The other night I talked about dads and daughters, so tonight I will attempt to talk about moms and daughters. If you could not tell, I am not a female so all of this is based on my observations and own limited understanding.
Daughters are seeking a figure they can emulate and moms are that person. If a growing female does not get what she think she needs from her mom, she will seek it elsewhere.
Our daughter in your youth was taking piano lessons. We know she liked going to this particular instructor, not because she liked her as a teacher, but because this person gave her undivided attention. In other words, my daughter was using the instructor as almost a surrogate mother. When some friends moved down from Massachusetts, the lady was into crochet, cooking, sewing, and other things that some would consider more female type activities. My daughter wanted to hand out with her a good bit. Now that changed after a while, but still it was that attention she got from another female.

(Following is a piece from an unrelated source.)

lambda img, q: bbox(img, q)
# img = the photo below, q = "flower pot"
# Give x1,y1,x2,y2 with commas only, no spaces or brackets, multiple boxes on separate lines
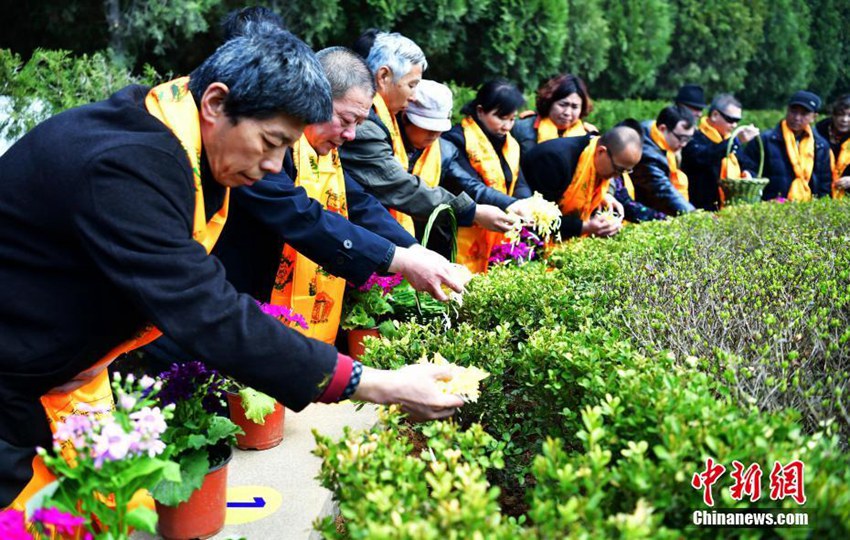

My wife and daughter are amazing woman, but they are completely different. My daughter likes the typical female stuff, clothes, shoes, makeup, and hair, but she also like Asian culture, crafts, music, reading, and anime. Now she has other likes as well, but this is just for comparison. My wife likes to dance, George Strait, candy crush, Yahtzee, and reading. To be honest I am not sure what else if anything my wife likes and I have known her for about 24 years now. I know she loves Jesus and God
It was and I am sure still is difficult for my wife and daughter to build a relationship. It is not to say they did not build one, but I wonder at times how strong it is. The one thing I know they like to do is talk/gossip. I would not call it so much gossip, but I am sure to another it could seem that way. What else do they have in common: reading, cards, and occasionally finger/toe nail painting. I am not sure they have anything else in common.
While there is a special mother-daughter bond, it is not like a father-daughter bond. My wife and daughter go at it a lot. Neither one can be wrong and neither will stop. It is usually me that has had enough and tells them to stop. I am sure in almost every household where there is a mother and daughter, you will find this type of behavior. I am not saying it is a bad thing, but just different.
Do not get me wrong, my wife loves our daughter and would do anything for her. However, it is there interaction with each other and the amount of time they spend together that is of concern. I cannot say it is this way in every household, but I would venture to say it is probably pretty common. My wife has a pretty close relationship with her mom because of the issues her mom had and the help my wife gave and continue to gives.
While my wife and her mom have a strong bond, that same bond is not there between my wife and our daughter. Now I know my wife will read this sometime and probably disagree, but like I said at the beginning, this is based on my observation.
Moms if you are struggling to have a relationship with your daughter, take a step back and ask why? You do not have to have the same interests as her, but spend time with her and get to know her. Above all else listen. Now I know that you are the parent and you will not be best friends as it is your job to protect your daughter and tell her when she is going to do something stupid that may endanger her life, but it is how you present that information that will make the difference between having a great relationship versus one that is mediocre to none existent.
I pray that every mom out there can start to have a good to great relationship with their daughter.